Wall Street was set to start an abbreviated session modestly higher on Friday on signs of progress in talks about releasing aid to Greece, and with the U.S. retail sector in focus as the holiday shopping season begins.
The U.S. equity market was closed Thursday for the Thanksgiving holiday, and trading Friday will end early at 1:00 pm ET (1800 GMT). With many investors on holiday, volume was expected to be thin.
Greece said the International Monetary Fund had relaxed its debt-cutting target for the country, suggesting lenders were closer to a deal for a vital aid tranche to be paid. But other sources involved in the talks cautioned the funding gap was far bigger than Greece has suggested.
Euro zone finance ministers, the IMF and European Central Bank (ECB) failed earlier this week to agree on how to get the country's debt down to a sustainable level and will have a third attempt at resolving the issue on Monday.
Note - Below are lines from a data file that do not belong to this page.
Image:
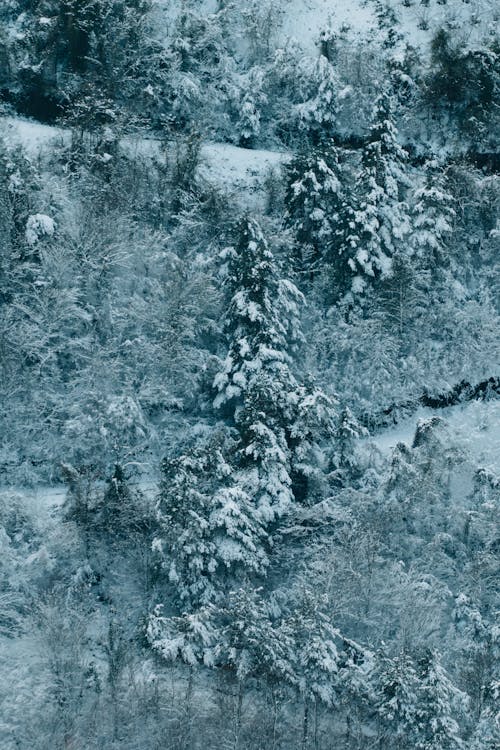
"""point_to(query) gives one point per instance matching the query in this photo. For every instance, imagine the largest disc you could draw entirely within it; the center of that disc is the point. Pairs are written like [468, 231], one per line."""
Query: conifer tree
[377, 220]
[257, 390]
[314, 202]
[436, 706]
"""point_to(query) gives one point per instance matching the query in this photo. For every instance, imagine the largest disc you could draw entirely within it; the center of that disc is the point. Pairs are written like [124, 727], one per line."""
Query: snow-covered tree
[257, 389]
[314, 202]
[377, 222]
[397, 688]
[208, 531]
[318, 115]
[432, 221]
[437, 706]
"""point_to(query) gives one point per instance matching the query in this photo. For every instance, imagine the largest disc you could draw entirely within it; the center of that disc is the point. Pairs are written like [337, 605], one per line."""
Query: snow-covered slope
[304, 20]
[238, 171]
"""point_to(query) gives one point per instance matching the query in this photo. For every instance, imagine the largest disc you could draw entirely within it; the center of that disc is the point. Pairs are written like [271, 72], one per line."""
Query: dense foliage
[206, 363]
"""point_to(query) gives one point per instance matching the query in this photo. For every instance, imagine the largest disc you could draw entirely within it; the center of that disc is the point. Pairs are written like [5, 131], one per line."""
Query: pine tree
[397, 687]
[319, 114]
[209, 532]
[347, 431]
[314, 202]
[437, 703]
[377, 220]
[257, 390]
[432, 222]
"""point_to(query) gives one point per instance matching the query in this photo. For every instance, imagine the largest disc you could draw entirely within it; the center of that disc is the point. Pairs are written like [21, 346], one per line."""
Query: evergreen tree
[314, 203]
[319, 113]
[438, 701]
[257, 389]
[397, 686]
[209, 532]
[432, 222]
[377, 221]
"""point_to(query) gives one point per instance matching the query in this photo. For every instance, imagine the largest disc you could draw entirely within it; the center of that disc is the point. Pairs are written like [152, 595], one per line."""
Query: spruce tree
[314, 202]
[377, 223]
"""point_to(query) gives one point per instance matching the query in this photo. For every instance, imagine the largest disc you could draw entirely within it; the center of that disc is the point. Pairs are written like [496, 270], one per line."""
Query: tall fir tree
[377, 221]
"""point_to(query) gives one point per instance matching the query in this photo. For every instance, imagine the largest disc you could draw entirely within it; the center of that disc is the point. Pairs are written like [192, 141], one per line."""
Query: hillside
[249, 375]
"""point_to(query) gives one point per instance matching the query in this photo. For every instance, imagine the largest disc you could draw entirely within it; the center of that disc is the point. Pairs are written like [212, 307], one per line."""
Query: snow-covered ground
[304, 20]
[474, 427]
[238, 171]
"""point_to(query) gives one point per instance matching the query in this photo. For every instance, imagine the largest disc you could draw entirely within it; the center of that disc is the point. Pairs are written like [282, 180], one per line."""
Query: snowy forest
[249, 375]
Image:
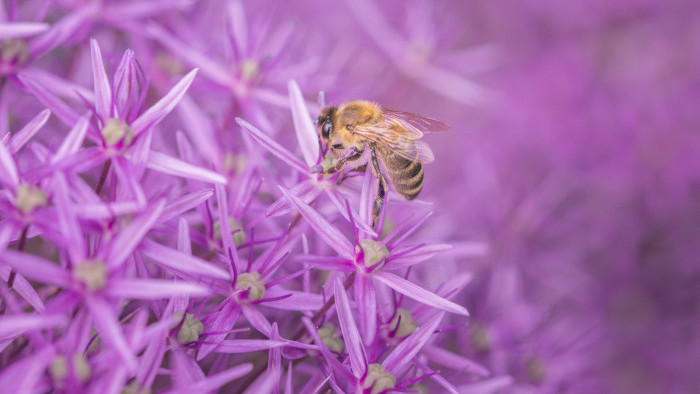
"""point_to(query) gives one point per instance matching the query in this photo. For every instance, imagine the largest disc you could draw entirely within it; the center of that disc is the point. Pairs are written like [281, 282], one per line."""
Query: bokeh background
[574, 154]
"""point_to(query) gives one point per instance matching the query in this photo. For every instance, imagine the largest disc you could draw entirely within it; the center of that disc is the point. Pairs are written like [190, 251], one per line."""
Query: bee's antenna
[322, 99]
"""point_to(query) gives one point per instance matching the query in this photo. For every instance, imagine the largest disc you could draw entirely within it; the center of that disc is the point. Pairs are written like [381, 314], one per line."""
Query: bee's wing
[402, 142]
[419, 122]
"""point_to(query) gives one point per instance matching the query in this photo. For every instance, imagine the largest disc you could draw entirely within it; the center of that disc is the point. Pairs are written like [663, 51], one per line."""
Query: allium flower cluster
[160, 232]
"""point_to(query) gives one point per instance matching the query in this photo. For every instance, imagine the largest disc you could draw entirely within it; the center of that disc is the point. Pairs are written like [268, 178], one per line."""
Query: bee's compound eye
[326, 129]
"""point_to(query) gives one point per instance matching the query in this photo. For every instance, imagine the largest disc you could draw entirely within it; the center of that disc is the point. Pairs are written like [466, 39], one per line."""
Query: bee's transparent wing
[416, 121]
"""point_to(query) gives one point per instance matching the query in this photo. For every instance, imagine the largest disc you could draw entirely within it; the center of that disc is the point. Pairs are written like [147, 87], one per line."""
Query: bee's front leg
[381, 190]
[353, 155]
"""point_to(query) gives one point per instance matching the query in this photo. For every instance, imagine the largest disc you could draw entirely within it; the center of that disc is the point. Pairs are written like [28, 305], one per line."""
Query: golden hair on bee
[393, 138]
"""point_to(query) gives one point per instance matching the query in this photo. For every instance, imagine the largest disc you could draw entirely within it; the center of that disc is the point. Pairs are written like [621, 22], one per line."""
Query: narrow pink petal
[110, 330]
[67, 220]
[27, 132]
[298, 301]
[199, 128]
[248, 345]
[8, 169]
[417, 256]
[403, 354]
[36, 268]
[24, 289]
[169, 165]
[103, 92]
[214, 382]
[325, 230]
[226, 236]
[304, 127]
[172, 259]
[409, 289]
[276, 149]
[223, 322]
[74, 139]
[21, 29]
[180, 205]
[451, 360]
[366, 307]
[335, 365]
[153, 289]
[338, 201]
[125, 243]
[306, 190]
[159, 110]
[13, 325]
[65, 113]
[351, 336]
[257, 319]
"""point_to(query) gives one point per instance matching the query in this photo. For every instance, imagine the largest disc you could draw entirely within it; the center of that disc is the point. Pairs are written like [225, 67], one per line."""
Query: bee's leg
[356, 154]
[381, 190]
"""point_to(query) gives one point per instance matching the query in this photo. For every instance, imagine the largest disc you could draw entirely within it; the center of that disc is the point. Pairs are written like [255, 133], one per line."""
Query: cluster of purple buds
[159, 232]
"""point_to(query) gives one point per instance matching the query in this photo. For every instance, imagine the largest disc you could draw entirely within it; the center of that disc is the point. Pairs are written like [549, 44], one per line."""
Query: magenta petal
[110, 330]
[414, 257]
[409, 289]
[215, 381]
[257, 319]
[74, 139]
[367, 307]
[304, 127]
[13, 325]
[171, 259]
[65, 113]
[274, 148]
[248, 345]
[24, 289]
[36, 268]
[163, 107]
[403, 354]
[27, 132]
[20, 29]
[351, 336]
[8, 169]
[153, 289]
[337, 367]
[325, 230]
[170, 165]
[182, 204]
[125, 243]
[103, 92]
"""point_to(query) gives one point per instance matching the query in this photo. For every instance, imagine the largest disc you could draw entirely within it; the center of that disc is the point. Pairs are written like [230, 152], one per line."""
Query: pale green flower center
[91, 273]
[378, 379]
[239, 237]
[402, 325]
[58, 369]
[374, 252]
[251, 281]
[190, 330]
[14, 51]
[29, 197]
[116, 130]
[329, 336]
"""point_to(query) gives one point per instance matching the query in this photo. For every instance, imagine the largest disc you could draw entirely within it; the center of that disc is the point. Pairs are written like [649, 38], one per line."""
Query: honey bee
[393, 138]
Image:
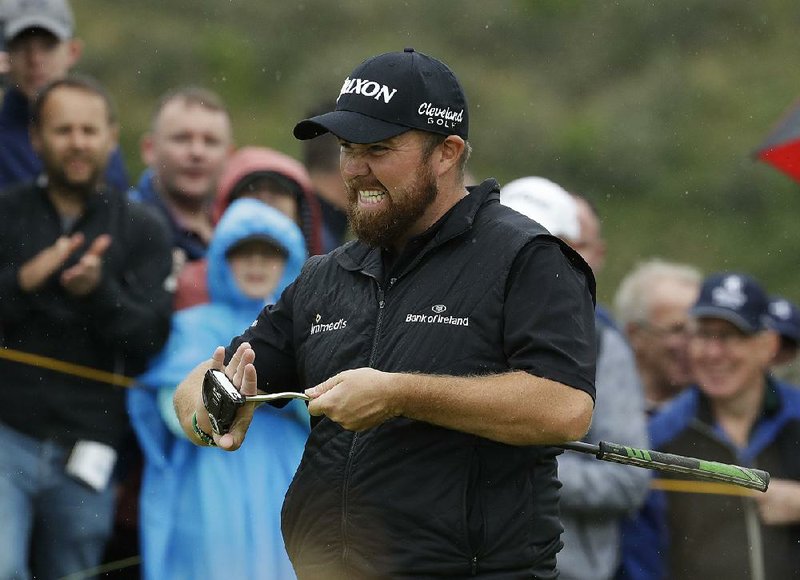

Separately, ECB President Mario Draghi said confidence was returning to the euro zone, and governments must implement reforms to secure the bloc's future.
"We're looking at a higher opening, there is some good news coming out of Europe," said Peter Cardillo, chief market economist at Rockwell Global Capital in New York.
"The fact that we're very close to sealing a deal for Greece certainly (helps) the risk-trade."
Shares of Research in Motion surged in premarket trading on optimism about its soon-to-be-launched BlackBerry 10 devices that will vie against Apple's iPhone and Android-based smartphones. RIM was up 11.8 percent at $11.47, after earlier climbing more than 14 percent.
S&P 500 futures rose 5 points and were above fair value, a formula that evaluates pricing by taking into account interest rates, dividends and time to expiration on the contract. Dow Jones industrial average futures added 38 points, and Nasdaq 100 futures were up 14 points.
The S&P 500 was poised to break a two-week losing streak, having gained more than 2 percent this week so far. Stocks had tumbled earlier in the month on worries about the impact of tax and spending changes to take effect from January, but hopes that politicians will reach a deal to avert the so-called fiscal cliff helped the market recoup some of those declines this week.
Investors will likely focus on the retail sector as the holiday shopping season begins, looking for signs of how much consumers are spending as stores offer Black Friday deals and discounts.
Shares of electronics retailer Best Buy Co were up 1.6 percent at $11.75, while J C Penney gained 2.4 percent to $17.67.
Black Friday, the day after Thanksgiving, kicks off the U.S. Christmas shopping season for retailers and is often the busiest shopping day of the year.
The U.S. Federal Reserve's securities portfolio has not reached a level where it would hold back the central bank from its bond-buying programs, John Williams, the president of the San Francisco Federal Reserve Bank, told the Wall Street Journal in an interview.
The Fed launched its latest stimulus program in September, saying it would buy $40 billion a month in mortgage-backed securities until the labor market significantly improved.
Overseas, German business morale surprised with its first rise in seven months in November, offering hope that Europe's largest economy could regain some momentum.